Link to the start of entry: #20030217
Saturday, February 15, 2003
08:42 p.m. Kuala Lumpur Standard Time
Fuck me!
So call this a really, really petty blog entry.I am going clubbing tonight. I decided to wear shorts, since I rarely wear shorts on a daily basis, I figured, hey, shorts are an acceptable item of clothing at a club! (Especially when you're too lazy to get rid of the hair on your legs, the darkness of a club is really useful.)
My intelligent but ignorant mother demands that I change to something that covers my legs better because she doesn't want me raped. Raped! Pah. I've been wearing skimpier outfits than what I had on for the past two years she wasn't around, and I have yet to be sexually propositioned, much less raped. Excuse me, but what you wear has little to do with what rapists consider as rapeable, regardless of the stupid myths of this bloody stupid motherfucking world.
Try reading safety suggestions in avoiding rape. They say avoid secluded places. Walk with a confident and aggressive air, as if you know exactly where the fuck you're going. Stay in a group, if you can. No where do such suggestions say wear decent clothing. That's because, a stupid girl wearing hijab to her knees, in a bus, in broad daylight, can still be raped.
Of course, I didn't argue this with my mother. I'm now wearing white pants. I'll have to look for some skin-coloured pants just to get on her nerves....
And no, I refuse to change clothes outside of the house the way so many girls do. I lie enough to my mother without adding something as petty as how I dress.
Be honest.
Link to the start of entry: #20030215
Friday, February 14, 2003
11:48 p.m. Kuala Lumpur Standard Time
that time of the month again....
Have checked my calendar, and sure enough, in the month of January, I marked the 16th as a day I was suffering crankiness and irritability. Since my period cycle is short of the month two to three days, the 14th is a logical period for me to suffer another bout of the dreaded and annoying pre-menstrual syndrome....God, I can't even seriously concentrate enough to write a thoughtful, relatively intelligent blog entry. My head's just filled with constant, droning, background swearing. The only things that stops the swearing are laughing my head off at Fabian, and dancing.

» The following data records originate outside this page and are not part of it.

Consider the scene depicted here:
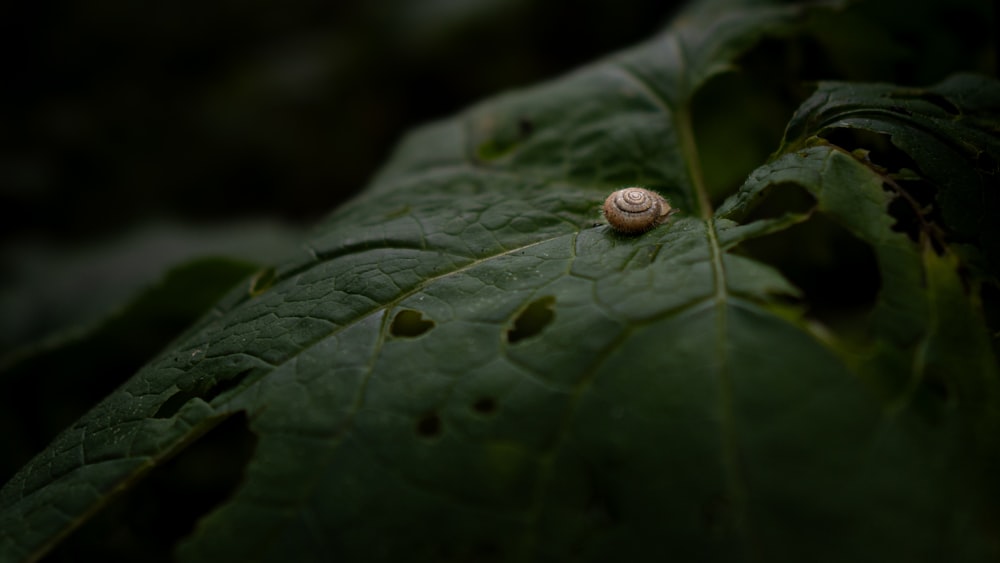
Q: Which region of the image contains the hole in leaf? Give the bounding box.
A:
[249,268,278,297]
[417,412,441,438]
[740,210,882,338]
[820,127,919,173]
[153,370,251,418]
[46,412,257,563]
[507,295,556,344]
[389,309,434,338]
[745,184,816,223]
[472,397,497,414]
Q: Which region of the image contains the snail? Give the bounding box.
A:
[604,187,676,235]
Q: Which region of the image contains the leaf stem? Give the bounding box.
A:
[674,102,712,221]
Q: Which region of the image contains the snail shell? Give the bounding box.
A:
[604,187,674,235]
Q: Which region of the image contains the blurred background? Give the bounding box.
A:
[0,0,1000,561]
[0,0,674,350]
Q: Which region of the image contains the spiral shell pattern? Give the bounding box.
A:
[604,187,673,234]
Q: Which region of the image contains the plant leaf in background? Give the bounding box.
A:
[0,2,1000,561]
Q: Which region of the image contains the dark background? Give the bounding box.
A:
[0,0,688,356]
[0,0,1000,561]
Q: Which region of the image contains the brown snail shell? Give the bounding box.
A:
[604,187,674,235]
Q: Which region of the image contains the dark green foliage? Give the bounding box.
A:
[0,1,1000,562]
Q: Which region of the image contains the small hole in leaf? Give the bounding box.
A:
[389,309,434,338]
[45,412,257,563]
[472,397,497,414]
[740,214,882,341]
[507,295,556,344]
[885,180,938,242]
[744,184,816,223]
[889,90,962,115]
[820,127,918,173]
[249,268,278,297]
[417,412,441,438]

I think Fabian might refuse to speak to me forever and ever now. Thank God I'm going clubbing tomorrow night.
Be honest.
Link to the start of entry: #20030214a
Friday, February 14, 2003
01:58 p.m. Kuala Lumpur Standard Time
Stress causing Irritability and Ulcers
How ironic that I seem to have woken up very cranky and irritable on Valentine's Day. If Tariq had been here, I'd have bitten him already. As it is, I was quite cranky with him over the phone. The politest thing I said was, "Go to sleep!"I have three ulcers in my mouth. A teeny one inside the center of my lower lip. Another teeny one on the right side of my tongue that keeps being aggravated by my teeth. Plus one huge one to the right of the teeny one on my lower lip. I get ulcers from time to time. A random ulcer is nothing to fuss about.
Three ulcers popping all at once, mostly on one side of the mouth, means buried, denied, unexpressed stress. Since I'm burying, denying and not expressing this stress, I'll procrastinate figuring out the reason for this stress....
Until then, I suggest avoiding me for the day. I'm really irritable. Fuck you.